Before starting to interpret that, it's worth fixing the above issues ;)
Otherwise, what's clear is that PME is taking a considerable amount of
time, especially given the long cut-off.

Cheers,
--
Szilárd


>
> Best wishes
> James
>
>> Hi,
>>
>> On Wed, Sep 21, 2016 at 5:44 PM,  <jkrieger at mrc-lmb.cam.ac.uk> wrote:
>>> Hi Szilárd,
>>>
>>> Yes I had looked at it but not with our cluster in mind. I now have a
>>> couple of GPU systems (both have an 8-core i7-4790K CPU with one Titan X
>>> GPU on one system and two Titan X GPUs on the other), and have been
>>> thinking about about getting the most out of them. I listened to
>>> Carsten's
>>> BioExcel webinar this morning and it got me thinking about the cluster
>>> as
>>> well. I've just had a quick look now and it suggests Nrank = Nc and Nth
>>> =
>>> 1 for high core count, which I think worked slightly less well for me
>>> but
>>> I can't find the details so I may be remembering wrong.
>>
>> That's not unexpected, the reported values are specific to the
>> hardware and benchmark systems and only give a rough idea where the
>> ranks/threads balance should be.
>>>
>>> I don't have log files from a systematic benchmark of our cluster as it
>>> isn't really available enough for doing that.
>>
>> That's not really necessary, even logs from a single production run
>> can hint possible improvements.
>>
>>> I haven't tried gmx tune_pme
>>> on there either. I do have node-specific installations of gromacs-5.0.4
>>> but I think they were done with gcc-4.4.7 so there's room for
>>> improvement
>>> there.
>>
>> If that's the case, I'd simply recommend using a modern compiler and
>> if you can a recent GROMACS version, you'll gain more performance than
>> from most launch config tuning.
>>
>>> The cluster nodes I have been using have the following cpu specs
>>> and 10Gb networking. It could be that using 2 OpenMP threads per MPI
>>> rank
>>> works nicely because it matches the CPU configuration and makes better
>>> use
>>> of hyperthreading.
>>
>> Or because of the network. Or for some other reason. Again, comparing
>> the runs' log files could tell more :)
>>
>>> Architecture:          x86_64
>>> CPU op-mode(s):        32-bit, 64-bit
>>> Byte Order:            Little Endian
>>> CPU(s):                8
>>> On-line CPU(s) list:   0-7
>>> Thread(s) per core:    2
>>> Core(s) per socket:    2
>>> Socket(s):             2
>>> NUMA node(s):          2
>>> Vendor ID:             GenuineIntel
>>> CPU family:            6
>>> Model:                 26
>>> Model name:            Intel(R) Xeon(R) CPU           E5530  @ 2.40GHz
>>> Stepping:              5
>>> CPU MHz:               2393.791
>>> BogoMIPS:              4787.24
>>> Virtualization:        VT-x
>>> L1d cache:             32K
>>> L1i cache:             32K
>>> L2 cache:              256K
>>> L3 cache:              8192K
>>> NUMA node0 CPU(s):     0,2,4,6
>>> NUMA node1 CPU(s):     1,3,5,7
>>>
>>> I appreciate that a lot is system-dependent and that I can't really help
>>> you help me very much.
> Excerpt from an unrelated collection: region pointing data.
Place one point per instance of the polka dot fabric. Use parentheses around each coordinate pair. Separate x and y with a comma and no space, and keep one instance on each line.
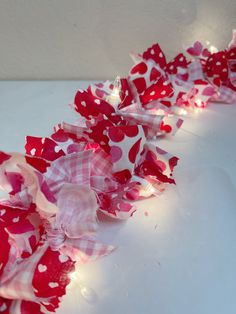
(104,163)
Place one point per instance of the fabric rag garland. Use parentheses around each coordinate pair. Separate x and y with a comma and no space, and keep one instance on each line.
(109,159)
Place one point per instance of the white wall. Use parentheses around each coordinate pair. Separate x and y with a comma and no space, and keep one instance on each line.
(78,39)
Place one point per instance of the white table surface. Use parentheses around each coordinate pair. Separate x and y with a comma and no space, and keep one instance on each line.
(181,257)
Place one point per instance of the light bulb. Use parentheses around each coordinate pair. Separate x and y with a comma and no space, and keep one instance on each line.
(114,97)
(198,103)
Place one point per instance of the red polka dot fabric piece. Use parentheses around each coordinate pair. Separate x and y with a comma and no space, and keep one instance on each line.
(103,163)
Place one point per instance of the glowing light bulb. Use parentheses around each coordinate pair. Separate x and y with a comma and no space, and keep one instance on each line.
(198,103)
(114,97)
(211,47)
(147,191)
(179,111)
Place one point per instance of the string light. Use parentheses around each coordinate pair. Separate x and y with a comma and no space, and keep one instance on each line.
(198,103)
(114,97)
(211,47)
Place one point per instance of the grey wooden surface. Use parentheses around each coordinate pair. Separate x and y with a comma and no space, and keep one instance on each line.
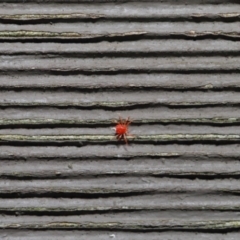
(68,69)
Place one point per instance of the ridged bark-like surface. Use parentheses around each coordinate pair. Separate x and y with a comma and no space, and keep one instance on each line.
(69,69)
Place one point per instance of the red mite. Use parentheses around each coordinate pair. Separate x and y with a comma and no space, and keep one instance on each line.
(121,129)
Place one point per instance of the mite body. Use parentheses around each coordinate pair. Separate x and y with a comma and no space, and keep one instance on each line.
(121,129)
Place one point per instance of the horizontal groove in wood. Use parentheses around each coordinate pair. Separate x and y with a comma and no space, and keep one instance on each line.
(169,167)
(144,48)
(119,82)
(32,36)
(13,234)
(198,151)
(68,66)
(39,18)
(108,187)
(161,138)
(41,123)
(48,206)
(154,225)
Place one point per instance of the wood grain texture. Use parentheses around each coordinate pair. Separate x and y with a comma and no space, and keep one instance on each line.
(69,69)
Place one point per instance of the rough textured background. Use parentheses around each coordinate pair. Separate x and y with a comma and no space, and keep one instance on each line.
(68,69)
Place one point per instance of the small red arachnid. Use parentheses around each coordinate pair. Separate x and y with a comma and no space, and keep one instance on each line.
(121,129)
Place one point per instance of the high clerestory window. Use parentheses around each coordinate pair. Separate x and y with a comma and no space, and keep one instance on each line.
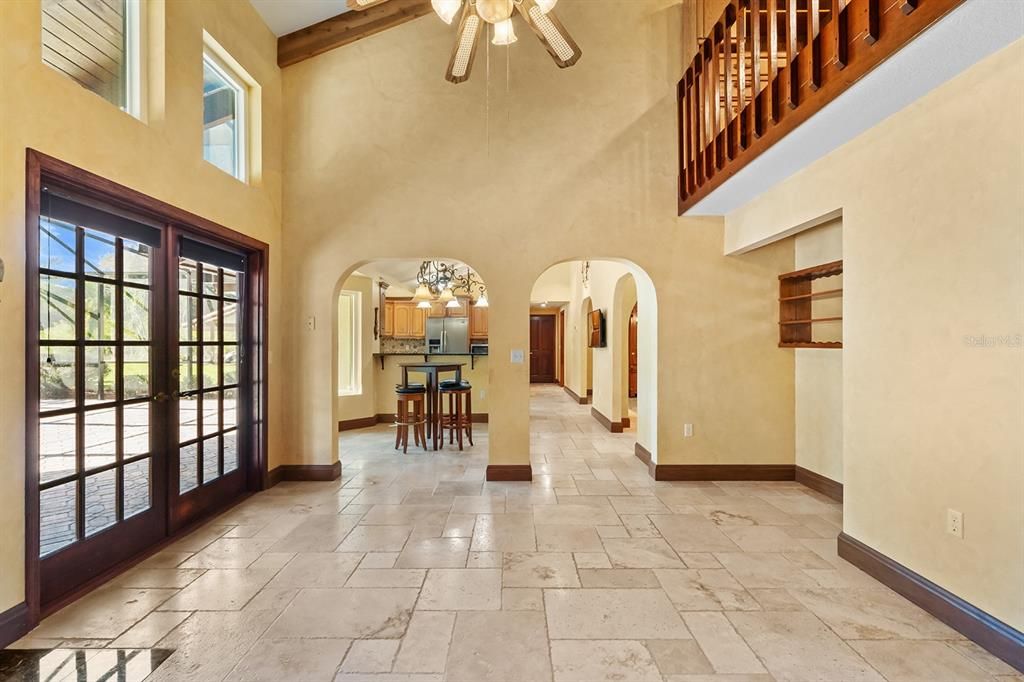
(96,43)
(224,104)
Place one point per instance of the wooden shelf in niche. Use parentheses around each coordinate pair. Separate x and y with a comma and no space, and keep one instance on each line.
(796,297)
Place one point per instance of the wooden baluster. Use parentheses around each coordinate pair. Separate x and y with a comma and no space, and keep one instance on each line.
(690,176)
(698,110)
(741,15)
(683,137)
(756,118)
(842,20)
(711,85)
(813,47)
(730,137)
(771,90)
(793,91)
(873,22)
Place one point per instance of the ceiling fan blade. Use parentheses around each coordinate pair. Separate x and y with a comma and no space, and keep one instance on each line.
(363,4)
(550,31)
(461,62)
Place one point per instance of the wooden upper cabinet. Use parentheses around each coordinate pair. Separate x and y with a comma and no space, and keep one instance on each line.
(402,321)
(419,323)
(461,311)
(478,323)
(388,318)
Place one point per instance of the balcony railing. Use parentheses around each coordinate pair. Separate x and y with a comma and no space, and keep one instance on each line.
(769,66)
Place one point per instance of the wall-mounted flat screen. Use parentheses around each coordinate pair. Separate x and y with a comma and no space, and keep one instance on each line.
(597,329)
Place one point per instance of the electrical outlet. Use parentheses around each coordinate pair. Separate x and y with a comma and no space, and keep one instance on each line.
(954,522)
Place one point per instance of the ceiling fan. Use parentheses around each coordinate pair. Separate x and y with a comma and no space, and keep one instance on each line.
(539,14)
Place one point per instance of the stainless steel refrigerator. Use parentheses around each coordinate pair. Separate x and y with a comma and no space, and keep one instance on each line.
(448,335)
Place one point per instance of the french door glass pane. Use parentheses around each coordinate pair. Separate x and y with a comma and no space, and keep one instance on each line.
(57,513)
(56,446)
(100,501)
(94,355)
(56,377)
(187,467)
(137,486)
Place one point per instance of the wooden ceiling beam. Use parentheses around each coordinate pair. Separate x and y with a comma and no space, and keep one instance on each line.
(346,28)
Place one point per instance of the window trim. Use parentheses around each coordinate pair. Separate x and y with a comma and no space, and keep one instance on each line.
(354,384)
(237,83)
It also should be noted that my multi runs are
>>> multiple walker metadynamics run and are slowing down because there are
>>> large bias potentials in memory that need to be communicated around too.
>>> As I said I haven't had a chance to make separate benchmark runs but
>>> have
>>> just made observations based upon existing runs.
>>
>> Understandable, I was just giving tips and hints.
>>
>> Cheers,
>> --
>> Sz.
>>
>>
>>> Best wishes
>>> James
>>>
>>>> Performance tuning is highly dependent on the simulation system and
>>>> the hardware you're running on. Questions like the ones you pose are
>>>> impossible to answer meaningfully without *full* log files (and
>>>> hardware specs including network).
>>>>
>>>> Have you checked the performance checklist I linked above?
>>>> --
>>>> SzilÃĄrd
>>>>
>>>>
>>>> On Wed, Sep 21, 2016 at 11:36 AM,  <jkrieger at mrc-lmb.cam.ac.uk> wrote:
>>>>> I wonder whether what I see that -np 108 and -ntomp 2 is best comes
>>>>> from
>>>>> using -multi 6 with 8-CPU nodes. That level of parallelism may then be
>>>>> necessary to trigger automatic segregation of PP and PME ranks. I'm
>>>>> not
>>>>> sure if I tried -np 54 and -ntomp 4, which would probably also do it.
>>>>> I
>>>>> compared mostly on 196 CPUs then found going up to 216 was better than
>>>>> 196
>>>>> with -ntomp 2 and pure MPI (-ntomp 1) was considerably worse for both.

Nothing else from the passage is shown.